Soudain, Munir a vu Adib faire quelque chose qui ne devrait jamais être fait par personne. Adib semblait murmurer quelque chose au corps de Suraya.
« Adib, qu’est-ce que tu fais ? » a demandé Munir d’un ton hautain. Il se sentait mal à l’aise avec l’action d’Adib.
« Je ne fais rien. J’appelle juste ma mère… »
« Qu’est-ce que tu dis ? C’est la grande soeur Suraya, pas ta mère. »
« Oui… mais maman arrivera peu après… »
Au moment où Adib a dit ça, le salon qui était froid est soudainement devenu chaud. Extrêmement chaud. Comme s’il était en feu.

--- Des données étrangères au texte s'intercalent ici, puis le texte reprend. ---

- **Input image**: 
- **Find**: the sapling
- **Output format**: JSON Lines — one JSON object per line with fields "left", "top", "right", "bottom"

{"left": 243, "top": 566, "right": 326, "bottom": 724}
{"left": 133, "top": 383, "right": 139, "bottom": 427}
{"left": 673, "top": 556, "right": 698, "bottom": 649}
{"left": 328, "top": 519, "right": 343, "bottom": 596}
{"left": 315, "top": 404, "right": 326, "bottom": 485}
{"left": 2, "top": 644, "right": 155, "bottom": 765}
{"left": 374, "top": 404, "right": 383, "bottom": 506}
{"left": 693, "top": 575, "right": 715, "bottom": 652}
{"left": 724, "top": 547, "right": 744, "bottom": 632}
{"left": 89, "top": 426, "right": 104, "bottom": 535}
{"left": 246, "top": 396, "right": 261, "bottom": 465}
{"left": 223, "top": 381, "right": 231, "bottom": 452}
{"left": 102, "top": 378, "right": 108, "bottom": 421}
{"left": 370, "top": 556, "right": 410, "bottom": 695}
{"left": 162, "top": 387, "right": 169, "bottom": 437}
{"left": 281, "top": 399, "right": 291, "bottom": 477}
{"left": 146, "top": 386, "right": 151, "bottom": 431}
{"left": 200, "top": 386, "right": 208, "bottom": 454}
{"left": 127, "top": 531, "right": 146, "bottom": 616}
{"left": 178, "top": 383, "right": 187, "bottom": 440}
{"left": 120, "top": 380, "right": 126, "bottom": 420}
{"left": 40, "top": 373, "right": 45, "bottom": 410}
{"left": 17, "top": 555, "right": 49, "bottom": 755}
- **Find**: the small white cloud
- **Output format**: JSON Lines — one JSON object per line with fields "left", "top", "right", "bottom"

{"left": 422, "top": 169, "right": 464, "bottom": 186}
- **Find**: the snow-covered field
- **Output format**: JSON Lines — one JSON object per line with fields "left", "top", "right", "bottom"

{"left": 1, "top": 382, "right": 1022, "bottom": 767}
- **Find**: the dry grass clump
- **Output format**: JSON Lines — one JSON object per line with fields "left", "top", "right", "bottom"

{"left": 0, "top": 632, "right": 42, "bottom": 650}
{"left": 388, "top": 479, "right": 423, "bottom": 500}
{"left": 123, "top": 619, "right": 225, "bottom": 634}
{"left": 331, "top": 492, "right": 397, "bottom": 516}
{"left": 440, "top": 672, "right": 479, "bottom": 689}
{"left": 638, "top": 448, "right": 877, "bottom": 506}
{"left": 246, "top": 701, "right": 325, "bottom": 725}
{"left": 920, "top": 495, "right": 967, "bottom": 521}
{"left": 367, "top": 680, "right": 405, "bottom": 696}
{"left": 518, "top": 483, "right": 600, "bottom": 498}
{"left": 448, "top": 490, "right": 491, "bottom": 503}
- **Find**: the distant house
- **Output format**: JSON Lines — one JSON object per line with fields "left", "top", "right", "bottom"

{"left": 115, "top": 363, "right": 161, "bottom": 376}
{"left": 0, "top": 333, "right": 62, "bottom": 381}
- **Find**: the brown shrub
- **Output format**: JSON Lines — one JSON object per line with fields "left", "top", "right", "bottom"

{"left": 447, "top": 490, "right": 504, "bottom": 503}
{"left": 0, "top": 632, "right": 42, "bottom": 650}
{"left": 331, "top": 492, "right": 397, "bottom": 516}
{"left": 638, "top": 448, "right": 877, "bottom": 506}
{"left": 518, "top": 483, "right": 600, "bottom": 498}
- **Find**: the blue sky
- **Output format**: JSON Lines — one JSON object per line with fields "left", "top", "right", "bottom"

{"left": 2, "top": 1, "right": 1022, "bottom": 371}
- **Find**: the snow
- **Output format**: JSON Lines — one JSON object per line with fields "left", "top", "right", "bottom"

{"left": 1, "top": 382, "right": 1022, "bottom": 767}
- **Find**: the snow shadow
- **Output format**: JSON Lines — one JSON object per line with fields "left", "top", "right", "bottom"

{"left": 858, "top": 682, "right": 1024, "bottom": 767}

Munir s’est levé. Il était confus. Munir a regardé autour de lui, cherchant la raison pour laquelle la température avait soudainement augmenté. Adib s’est également levé. Il s’est éloigné du corps de Suraya.
Sans aucun avertissement, le corps de Suraya qui était calmement allongé a pris feu. Chaque centimètre de son corps a été léché par le feu rouge et brûlant. Le feu était assez grand pour toucher le plafond de la maison.
Munir est tombé sur son derrière en regardant tout ce qui se passait, effrayé. Il a essayé de crier mais sa voix ne sortait pas. Munir ne pouvait que recroqueviller son corps, se faisant aussi petit que possible dans la pièce. Il a essayé de se protéger de la flamme sauvage qui consumait le corps de Suraya.
Munir a fermé ses yeux avec ses deux mains. Il a balancé son corps en tremblant de peur.
Lentement, Munir a senti la chaleur se dissiper jusqu’à ce que le salon devienne froid comme à l’origine.
Munir a ouvert les yeux. Le corps de Suraya n’était plus là. A sa place se trouvait une femme. La femme était debout et portait un batik bleu attaché sur sa poitrine. Adib s’est approché de la femme et l’a serrée à la taille. Puis Adib a dit…
« Tu m’as manqué, maman. Maintenant nous pouvons être ensemble à nouveau… »
La vision de Munir est devenue noire. Il est descendu dans les profondeurs de l’obscurité.